The researchers first showed that on-policy distillation is actually a specific type of reinforcement learning. Then, they created a more flexible version called Generalized On-Policy Distillation (G-OPD). G-OPD allows you to adjust how much the student focuses on matching the teacher's behavior versus maximizing rewards. They found that increasing the importance of rewards (called 'reward extrapolation' or ExOPD) consistently improved performance. They also discovered that using the teacher's original, pre-trained model as a reference point for rewards helps the student learn more accurately, especially when the teacher is much larger.

Why it matters?

This work provides a better theoretical understanding of why on-policy distillation is effective and offers practical improvements that can lead to better AI models. The ability to surpass the teacher's performance is particularly exciting, as it opens up possibilities for creating AI systems that combine expertise from different sources. These improvements are valuable for complex tasks like solving math problems and generating computer code, where having a strong AI assistant is crucial.

Abstract

On-policy distillation (OPD), which aligns the student with the teacher's logit distribution on student-generated trajectories, has demonstrated strong empirical gains in improving student performance and often outperforms off-policy distillation and reinforcement learning (RL) paradigms. In this work, we first theoretically show that OPD is a special case of dense KL-constrained RL where the reward function and the KL regularization are always weighted equally and the reference model can by any model. Then, we propose the Generalized On-Policy Distillation (G-OPD) framework, which extends the standard OPD objective by introducing a flexible reference model and a reward scaling factor that controls the relative weight of the reward term against the KL regularization.
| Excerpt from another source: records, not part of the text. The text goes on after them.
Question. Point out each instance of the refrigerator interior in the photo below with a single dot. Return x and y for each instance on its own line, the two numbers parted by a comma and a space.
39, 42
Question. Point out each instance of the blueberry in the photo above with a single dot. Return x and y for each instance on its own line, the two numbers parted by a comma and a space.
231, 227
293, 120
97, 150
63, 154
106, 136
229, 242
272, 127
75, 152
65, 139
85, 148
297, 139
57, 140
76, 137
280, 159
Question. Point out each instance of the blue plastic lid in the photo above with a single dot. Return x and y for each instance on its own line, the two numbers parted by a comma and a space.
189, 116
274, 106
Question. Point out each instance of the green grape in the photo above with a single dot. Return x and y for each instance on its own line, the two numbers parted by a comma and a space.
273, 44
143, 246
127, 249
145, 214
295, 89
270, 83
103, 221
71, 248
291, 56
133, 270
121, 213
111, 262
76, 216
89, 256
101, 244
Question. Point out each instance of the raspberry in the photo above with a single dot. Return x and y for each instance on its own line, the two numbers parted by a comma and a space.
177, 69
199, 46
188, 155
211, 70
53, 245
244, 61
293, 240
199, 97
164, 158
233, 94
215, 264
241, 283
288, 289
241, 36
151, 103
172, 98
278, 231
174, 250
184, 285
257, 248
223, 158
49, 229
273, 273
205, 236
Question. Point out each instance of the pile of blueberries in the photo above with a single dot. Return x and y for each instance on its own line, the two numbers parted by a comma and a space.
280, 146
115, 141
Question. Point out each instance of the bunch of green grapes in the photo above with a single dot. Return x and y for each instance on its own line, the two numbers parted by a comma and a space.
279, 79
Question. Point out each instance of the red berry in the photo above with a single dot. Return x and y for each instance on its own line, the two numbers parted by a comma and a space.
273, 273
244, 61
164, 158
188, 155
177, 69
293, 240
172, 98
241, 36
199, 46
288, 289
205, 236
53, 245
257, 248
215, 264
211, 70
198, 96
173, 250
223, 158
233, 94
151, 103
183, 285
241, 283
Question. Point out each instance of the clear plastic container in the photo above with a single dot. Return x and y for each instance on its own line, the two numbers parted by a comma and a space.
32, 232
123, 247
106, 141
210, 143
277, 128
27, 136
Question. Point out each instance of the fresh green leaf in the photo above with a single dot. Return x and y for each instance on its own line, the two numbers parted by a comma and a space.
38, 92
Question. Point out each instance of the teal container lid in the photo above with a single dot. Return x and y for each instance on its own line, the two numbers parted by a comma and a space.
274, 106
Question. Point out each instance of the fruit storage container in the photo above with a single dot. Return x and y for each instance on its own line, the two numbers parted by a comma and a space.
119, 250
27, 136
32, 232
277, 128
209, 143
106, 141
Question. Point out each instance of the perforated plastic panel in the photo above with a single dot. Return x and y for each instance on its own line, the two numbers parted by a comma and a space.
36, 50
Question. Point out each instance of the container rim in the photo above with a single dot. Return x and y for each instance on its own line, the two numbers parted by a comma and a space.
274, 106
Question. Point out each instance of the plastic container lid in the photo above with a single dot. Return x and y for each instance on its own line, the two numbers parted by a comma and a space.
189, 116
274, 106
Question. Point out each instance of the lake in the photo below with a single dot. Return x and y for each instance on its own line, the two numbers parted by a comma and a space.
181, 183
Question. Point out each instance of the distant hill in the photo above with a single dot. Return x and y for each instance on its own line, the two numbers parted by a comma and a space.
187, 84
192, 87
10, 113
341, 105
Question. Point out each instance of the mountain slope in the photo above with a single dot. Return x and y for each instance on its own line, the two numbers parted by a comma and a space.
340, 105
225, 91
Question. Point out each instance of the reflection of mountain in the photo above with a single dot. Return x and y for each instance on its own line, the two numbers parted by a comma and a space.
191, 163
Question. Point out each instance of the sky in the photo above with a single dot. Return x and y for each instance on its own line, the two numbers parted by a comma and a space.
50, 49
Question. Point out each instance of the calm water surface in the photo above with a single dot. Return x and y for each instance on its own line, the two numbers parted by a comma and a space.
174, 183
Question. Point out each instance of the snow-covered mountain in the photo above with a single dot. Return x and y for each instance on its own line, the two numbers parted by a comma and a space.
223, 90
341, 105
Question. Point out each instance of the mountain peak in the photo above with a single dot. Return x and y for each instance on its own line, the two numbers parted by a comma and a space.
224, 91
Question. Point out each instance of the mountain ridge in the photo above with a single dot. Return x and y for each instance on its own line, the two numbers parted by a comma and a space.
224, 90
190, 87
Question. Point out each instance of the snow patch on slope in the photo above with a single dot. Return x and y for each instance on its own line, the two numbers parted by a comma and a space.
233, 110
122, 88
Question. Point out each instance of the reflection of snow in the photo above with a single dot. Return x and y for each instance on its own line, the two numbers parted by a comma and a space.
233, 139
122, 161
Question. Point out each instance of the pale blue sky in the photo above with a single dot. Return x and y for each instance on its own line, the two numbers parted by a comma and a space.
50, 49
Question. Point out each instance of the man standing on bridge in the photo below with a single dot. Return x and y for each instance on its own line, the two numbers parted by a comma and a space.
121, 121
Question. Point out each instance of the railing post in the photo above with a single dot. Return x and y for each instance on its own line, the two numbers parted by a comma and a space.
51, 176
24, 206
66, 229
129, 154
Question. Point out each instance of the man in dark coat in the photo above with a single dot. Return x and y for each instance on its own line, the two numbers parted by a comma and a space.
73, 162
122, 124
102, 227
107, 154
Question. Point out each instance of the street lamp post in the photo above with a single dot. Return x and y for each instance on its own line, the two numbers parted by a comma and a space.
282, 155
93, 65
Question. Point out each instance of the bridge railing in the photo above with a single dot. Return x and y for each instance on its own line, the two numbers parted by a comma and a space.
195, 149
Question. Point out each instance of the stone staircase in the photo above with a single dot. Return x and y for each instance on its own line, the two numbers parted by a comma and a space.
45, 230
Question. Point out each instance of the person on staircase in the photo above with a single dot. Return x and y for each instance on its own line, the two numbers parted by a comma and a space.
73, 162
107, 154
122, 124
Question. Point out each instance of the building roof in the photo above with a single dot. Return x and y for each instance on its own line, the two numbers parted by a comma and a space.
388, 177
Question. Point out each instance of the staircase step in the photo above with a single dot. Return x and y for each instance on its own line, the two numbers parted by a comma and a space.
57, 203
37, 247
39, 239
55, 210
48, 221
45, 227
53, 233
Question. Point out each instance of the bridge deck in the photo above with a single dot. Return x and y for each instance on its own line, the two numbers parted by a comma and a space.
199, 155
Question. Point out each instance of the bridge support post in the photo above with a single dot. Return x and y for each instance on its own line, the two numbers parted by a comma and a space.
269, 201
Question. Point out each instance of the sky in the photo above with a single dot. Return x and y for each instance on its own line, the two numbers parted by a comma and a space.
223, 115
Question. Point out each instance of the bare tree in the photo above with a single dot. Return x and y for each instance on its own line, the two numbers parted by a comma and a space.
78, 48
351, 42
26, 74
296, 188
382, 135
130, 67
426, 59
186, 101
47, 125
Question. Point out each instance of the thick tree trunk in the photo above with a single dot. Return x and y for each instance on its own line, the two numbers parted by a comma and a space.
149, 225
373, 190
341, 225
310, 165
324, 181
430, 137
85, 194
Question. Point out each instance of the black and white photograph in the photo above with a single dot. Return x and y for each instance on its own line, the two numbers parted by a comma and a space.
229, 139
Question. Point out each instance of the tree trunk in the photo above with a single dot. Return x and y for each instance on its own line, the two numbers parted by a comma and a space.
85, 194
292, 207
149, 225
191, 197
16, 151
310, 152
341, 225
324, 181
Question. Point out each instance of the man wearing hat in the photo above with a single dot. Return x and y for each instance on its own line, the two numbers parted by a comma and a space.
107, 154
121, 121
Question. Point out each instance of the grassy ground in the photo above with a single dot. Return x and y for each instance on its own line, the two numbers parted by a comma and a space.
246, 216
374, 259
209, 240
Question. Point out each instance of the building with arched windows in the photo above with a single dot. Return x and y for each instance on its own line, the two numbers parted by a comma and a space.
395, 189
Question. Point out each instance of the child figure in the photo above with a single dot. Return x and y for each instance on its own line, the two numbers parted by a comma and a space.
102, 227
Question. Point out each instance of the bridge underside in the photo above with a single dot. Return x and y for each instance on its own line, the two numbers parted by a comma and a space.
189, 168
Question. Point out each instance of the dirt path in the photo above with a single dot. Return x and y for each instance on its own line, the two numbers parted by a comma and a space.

Through comprehensive experiments on math reasoning and code generation tasks, we derive two novel insights: (1) Setting the reward scaling factor to be greater than 1 (i.e., reward extrapolation), which we term ExOPD, consistently improves over standard OPD across a range of teacher-student size pairings. In particular, in the setting where we merge the knowledge from different domain experts, obtained by applying domain-specific RL to the same student model, back into the original student, ExOPD enables the student to even surpass the teacher's performance boundary and outperform the domain teachers. (2) Building on ExOPD, we further find that in the strong-to-weak distillation setting (i.e., distilling a smaller student from a larger teacher), performing reward correction by choosing the reference model as the teacher's base model before RL yields a more accurate reward signal and further improves distillation performance. However, this choice assumes access to the teacher's pre-RL variant and incurs more computational overhead. We hope our work offers new insights for future research on OPD.